From the chromatogram of the reference mixture, calculate the percentage by area for the FAME i as follows:
w i = (A i /ΣA) × 100
where:
A i is the area of the FAME i in the reference mixture;
ΣA is the sum of all the areas of all the FAMEs of the reference mixture.
The correction factor F c is then
F c = (m i × ΣA)/(A i /Σm)
For the sample, the percentage by mass of each FAME i is:
w i = (F i × A i )/Σ (F i × A i )
The results are expressed to two decimal places.
In certain analyses (for example where not all of the fatty acids are quantified, such as when acids with four and six carbons are present alongside acids with 16 and 18 carbons, or when it is necessary to determine the absolute amount of a fatty acid in a sample) it is necessary to use an Internal Standard. Fatty acids with 5, 15 or 17 carbons are frequently used. The correction factor (if any) for the Internal Standard should be determined.

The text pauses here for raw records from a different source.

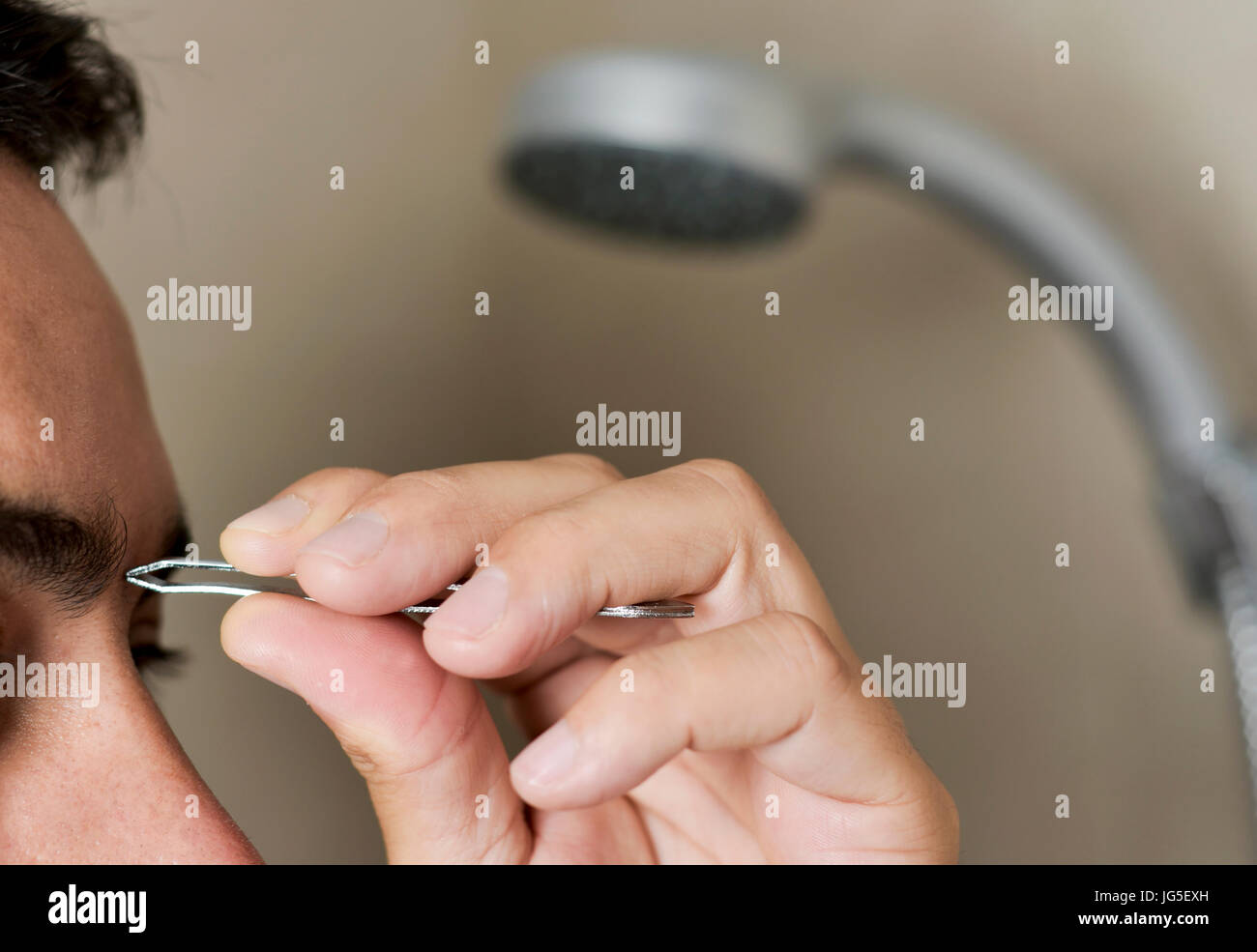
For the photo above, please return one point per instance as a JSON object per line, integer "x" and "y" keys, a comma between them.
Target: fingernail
{"x": 352, "y": 540}
{"x": 549, "y": 759}
{"x": 278, "y": 516}
{"x": 474, "y": 608}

The percentage by mass of component i, expressed as methyl esters, is then given by the formula:
w i = (m IS × F i × A i )/(m × F IS × A IS )
where:
A i is the area the FAME i ;
A IS is the area of the internal standard;
F i is the correction factor of the fatty acid i , expressed as FAME;
F IS is the correction factor of the internal standard;
m is the mass of the test portion, in milligrams
m IS is the mass of the internal standard, in milligrams.
The results are expressed to two decimal places.
The test report shall specify the methods used for the preparation of the methyl esters and for the gas chromatographic analysis. It shall also mention all operating details not specified in this Standard Method, or regarded as optional, together with details of any incidents which may have influenced the results.
The test report shall include all the information necessary for complete identification of the sample.
Details of an interlaboratory test on the precision of the method are set out in Annex C to standard IOC/T.20/Doc. No 33. The values derived from this interlaboratory test may not be applicable to concentration ranges and matrices other than those given.
The absolute difference between two independent single test results, obtained using the same method on identical test material in the same laboratory by the same operator using the same equipment within a short interval of time, will in not more than 5 % of cases be greater than r given in tables 1 to 14 in Annex C to standard IOC/T.20/Doc. No 33.
The absolute difference between two single test results, obtained using the same method on identical test material in different laboratories with different operators using different equipment, will in not more than 5 % of cases be greater than R given in tables 1 to 14 in Annex C to standard IOC/T.20/Doc. No 33.]